Sebanyak 22 anak dan remaja yang rata-rata masih berstatus pelajar ditangkap Kepolisian Resor Kota (Polresta) Mataram, Nusa Tenggara Barat (NTB). Mereka ditangkap saat kedapatan berperang sarung di Jalan Dakota dan jalan Dr Wahidin, Kelurahan Rembiga, Kecamatan Selaparang, Mataram, Sabtu (8/3/2025) malam.
"Anak-anak ini kami temukan pada saat melaksanakan Patroli Kegiatan Rutin Yang Ditingkatkan (KRYD) guna mengantisipasi gangguan kamtibmas serta sebagai upaya menciptakan situasi kamtibmas yang kondusif di wilayah hukum Polresta Mataram," kata Kasi Humas Polresta Mataram, Iptu I Gusti Bagus Baktiasa, kepada detikBali, Minggu (9/3/2025).
Menurut Baktiasa, Polresta Mataram menemukan sekelompok remaja sedang berperang sarung di Jalan Dakota.
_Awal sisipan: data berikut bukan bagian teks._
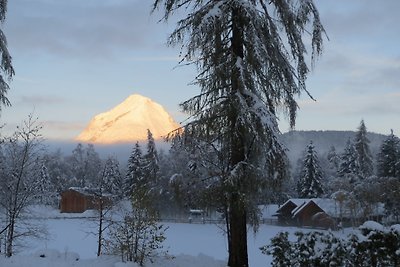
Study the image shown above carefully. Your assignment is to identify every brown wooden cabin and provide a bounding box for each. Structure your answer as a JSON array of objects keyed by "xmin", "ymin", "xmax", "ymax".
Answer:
[
  {"xmin": 292, "ymin": 200, "xmax": 336, "ymax": 229},
  {"xmin": 60, "ymin": 188, "xmax": 112, "ymax": 213},
  {"xmin": 275, "ymin": 198, "xmax": 336, "ymax": 229},
  {"xmin": 275, "ymin": 199, "xmax": 309, "ymax": 225}
]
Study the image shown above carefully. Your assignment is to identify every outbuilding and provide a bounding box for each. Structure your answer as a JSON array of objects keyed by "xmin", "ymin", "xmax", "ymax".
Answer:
[
  {"xmin": 60, "ymin": 187, "xmax": 111, "ymax": 213},
  {"xmin": 275, "ymin": 198, "xmax": 336, "ymax": 229}
]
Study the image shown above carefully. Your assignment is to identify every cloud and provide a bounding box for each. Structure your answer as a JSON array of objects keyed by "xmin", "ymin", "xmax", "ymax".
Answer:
[
  {"xmin": 5, "ymin": 0, "xmax": 168, "ymax": 59},
  {"xmin": 128, "ymin": 56, "xmax": 181, "ymax": 62},
  {"xmin": 312, "ymin": 0, "xmax": 400, "ymax": 97},
  {"xmin": 309, "ymin": 46, "xmax": 400, "ymax": 100},
  {"xmin": 40, "ymin": 120, "xmax": 87, "ymax": 140},
  {"xmin": 43, "ymin": 120, "xmax": 85, "ymax": 132},
  {"xmin": 18, "ymin": 95, "xmax": 67, "ymax": 105},
  {"xmin": 319, "ymin": 0, "xmax": 400, "ymax": 40},
  {"xmin": 299, "ymin": 91, "xmax": 400, "ymax": 117}
]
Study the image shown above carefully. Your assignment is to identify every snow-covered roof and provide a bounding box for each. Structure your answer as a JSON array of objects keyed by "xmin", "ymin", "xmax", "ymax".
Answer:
[
  {"xmin": 67, "ymin": 187, "xmax": 95, "ymax": 196},
  {"xmin": 277, "ymin": 198, "xmax": 341, "ymax": 218},
  {"xmin": 66, "ymin": 187, "xmax": 113, "ymax": 197},
  {"xmin": 278, "ymin": 198, "xmax": 310, "ymax": 211},
  {"xmin": 310, "ymin": 198, "xmax": 338, "ymax": 217},
  {"xmin": 291, "ymin": 201, "xmax": 310, "ymax": 217},
  {"xmin": 277, "ymin": 198, "xmax": 385, "ymax": 219},
  {"xmin": 289, "ymin": 198, "xmax": 336, "ymax": 218},
  {"xmin": 189, "ymin": 209, "xmax": 204, "ymax": 214}
]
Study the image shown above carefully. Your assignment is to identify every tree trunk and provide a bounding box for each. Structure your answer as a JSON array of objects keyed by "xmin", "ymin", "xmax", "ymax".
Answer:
[
  {"xmin": 228, "ymin": 194, "xmax": 248, "ymax": 267},
  {"xmin": 97, "ymin": 197, "xmax": 104, "ymax": 257},
  {"xmin": 6, "ymin": 217, "xmax": 15, "ymax": 257},
  {"xmin": 226, "ymin": 6, "xmax": 249, "ymax": 267}
]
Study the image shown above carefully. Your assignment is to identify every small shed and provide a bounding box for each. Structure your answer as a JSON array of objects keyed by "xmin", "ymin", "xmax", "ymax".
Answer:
[{"xmin": 60, "ymin": 187, "xmax": 112, "ymax": 213}]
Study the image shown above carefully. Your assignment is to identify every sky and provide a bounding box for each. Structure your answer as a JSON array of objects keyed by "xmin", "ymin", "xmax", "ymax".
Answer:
[{"xmin": 0, "ymin": 0, "xmax": 399, "ymax": 141}]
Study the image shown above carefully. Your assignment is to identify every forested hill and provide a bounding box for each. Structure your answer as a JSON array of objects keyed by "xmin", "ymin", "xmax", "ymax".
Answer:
[{"xmin": 281, "ymin": 130, "xmax": 388, "ymax": 164}]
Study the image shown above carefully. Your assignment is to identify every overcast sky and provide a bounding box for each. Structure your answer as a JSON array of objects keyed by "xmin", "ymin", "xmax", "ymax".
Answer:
[{"xmin": 1, "ymin": 0, "xmax": 399, "ymax": 141}]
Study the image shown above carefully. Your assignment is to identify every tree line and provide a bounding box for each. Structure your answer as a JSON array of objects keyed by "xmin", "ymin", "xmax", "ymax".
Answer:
[
  {"xmin": 0, "ymin": 116, "xmax": 168, "ymax": 262},
  {"xmin": 294, "ymin": 120, "xmax": 400, "ymax": 224}
]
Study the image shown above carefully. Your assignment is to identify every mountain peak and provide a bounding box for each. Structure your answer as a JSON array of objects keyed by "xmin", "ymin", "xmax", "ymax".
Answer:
[
  {"xmin": 75, "ymin": 94, "xmax": 179, "ymax": 144},
  {"xmin": 124, "ymin": 94, "xmax": 151, "ymax": 104}
]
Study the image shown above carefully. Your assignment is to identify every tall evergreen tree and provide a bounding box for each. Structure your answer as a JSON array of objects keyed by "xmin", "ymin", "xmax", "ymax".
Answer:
[
  {"xmin": 69, "ymin": 143, "xmax": 102, "ymax": 188},
  {"xmin": 143, "ymin": 129, "xmax": 159, "ymax": 187},
  {"xmin": 41, "ymin": 149, "xmax": 73, "ymax": 194},
  {"xmin": 142, "ymin": 129, "xmax": 162, "ymax": 211},
  {"xmin": 125, "ymin": 142, "xmax": 145, "ymax": 198},
  {"xmin": 85, "ymin": 144, "xmax": 102, "ymax": 186},
  {"xmin": 327, "ymin": 145, "xmax": 340, "ymax": 174},
  {"xmin": 70, "ymin": 144, "xmax": 86, "ymax": 187},
  {"xmin": 338, "ymin": 139, "xmax": 360, "ymax": 183},
  {"xmin": 354, "ymin": 120, "xmax": 373, "ymax": 178},
  {"xmin": 102, "ymin": 156, "xmax": 122, "ymax": 197},
  {"xmin": 153, "ymin": 1, "xmax": 325, "ymax": 266},
  {"xmin": 116, "ymin": 140, "xmax": 167, "ymax": 265},
  {"xmin": 163, "ymin": 135, "xmax": 208, "ymax": 210},
  {"xmin": 36, "ymin": 162, "xmax": 55, "ymax": 205},
  {"xmin": 297, "ymin": 141, "xmax": 324, "ymax": 198},
  {"xmin": 377, "ymin": 130, "xmax": 400, "ymax": 178},
  {"xmin": 0, "ymin": 0, "xmax": 14, "ymax": 111}
]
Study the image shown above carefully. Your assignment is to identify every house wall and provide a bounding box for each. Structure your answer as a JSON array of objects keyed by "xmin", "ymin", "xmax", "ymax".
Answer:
[
  {"xmin": 295, "ymin": 202, "xmax": 324, "ymax": 227},
  {"xmin": 277, "ymin": 202, "xmax": 297, "ymax": 224},
  {"xmin": 60, "ymin": 190, "xmax": 88, "ymax": 213},
  {"xmin": 60, "ymin": 189, "xmax": 113, "ymax": 213}
]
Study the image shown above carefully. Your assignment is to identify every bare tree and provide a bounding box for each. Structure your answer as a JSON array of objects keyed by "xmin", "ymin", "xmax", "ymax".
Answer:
[
  {"xmin": 94, "ymin": 156, "xmax": 121, "ymax": 257},
  {"xmin": 107, "ymin": 204, "xmax": 167, "ymax": 266},
  {"xmin": 0, "ymin": 114, "xmax": 44, "ymax": 256}
]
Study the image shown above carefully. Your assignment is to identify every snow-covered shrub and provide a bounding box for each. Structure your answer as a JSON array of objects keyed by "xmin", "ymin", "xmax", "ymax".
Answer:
[
  {"xmin": 260, "ymin": 232, "xmax": 292, "ymax": 267},
  {"xmin": 263, "ymin": 222, "xmax": 400, "ymax": 267},
  {"xmin": 346, "ymin": 221, "xmax": 400, "ymax": 266},
  {"xmin": 317, "ymin": 232, "xmax": 347, "ymax": 266},
  {"xmin": 292, "ymin": 231, "xmax": 319, "ymax": 266},
  {"xmin": 293, "ymin": 231, "xmax": 346, "ymax": 267},
  {"xmin": 106, "ymin": 210, "xmax": 168, "ymax": 266}
]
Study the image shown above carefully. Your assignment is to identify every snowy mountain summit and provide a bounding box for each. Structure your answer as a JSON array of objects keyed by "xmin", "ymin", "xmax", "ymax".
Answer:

Petugas kemudian menangkap tujuh orang dan dibawa ke Mapolresta Mataram. Selain itu, di jalan Dr Wahidin, Kelurahan Rembiga, Kecamatan Selaparang, tim KRYD dari Polsek Selaparang menangkap 15 orang.
SCROLL TO CONTINUE WITH CONTENT
"Setelah dilakukan proses pemeriksaan dan pembinaan, kemudian petugas memanggil para orang tua masing-masing untuk dapat hadir dalam proses pembinaan sebelum diperbolehkan pulang," ujar Baktiasa.
Baktiasa menyampaikan seluruh anak-anak dan remaja itu melakukan perang dengan sarung sebagai senjatanya. Sarung tersebut ternyata telah dimodifikasi dengan benda-benda, seperti kawat, besi, batu dan sebagainya. Bila terkena, dapat menimbulkan luka fatal.
"Para orang tua ikut serta menyaksikan proses pembinaan dan untuk bisa pulang mereka para remaja dan orang tuanya menandatangani surat pernyataan bahwa tidak akan mengulangi perbuatan atau aktivitas perang sarung tersebut," terang Baktiasa.
Selain para orang tua, sekolah juga turut dipanggil polisi. Sekolah dipanggil agar dapat melakukan pengawasan ke depannya. Hal itu sebagai upaya preventif dalam membangun kamtibmas yang kondusif.
Polisi mengimbau agar seluruh orang tua memperketat pengawasan terhadap aktivitas anak-anaknya agar tidak keluyuran di malam hari.
"Kami berharap para orang tua, pihak sekolah, dan masyarakat untuk lebih ketat mengawasi anak-anak serta anggota keluarga, terutama serumah, karena kegiatan perang sarung yang dilakukan anak-anak ini adalah bukti kurangnya pengawasan para orang tua," jelas Baktiasa.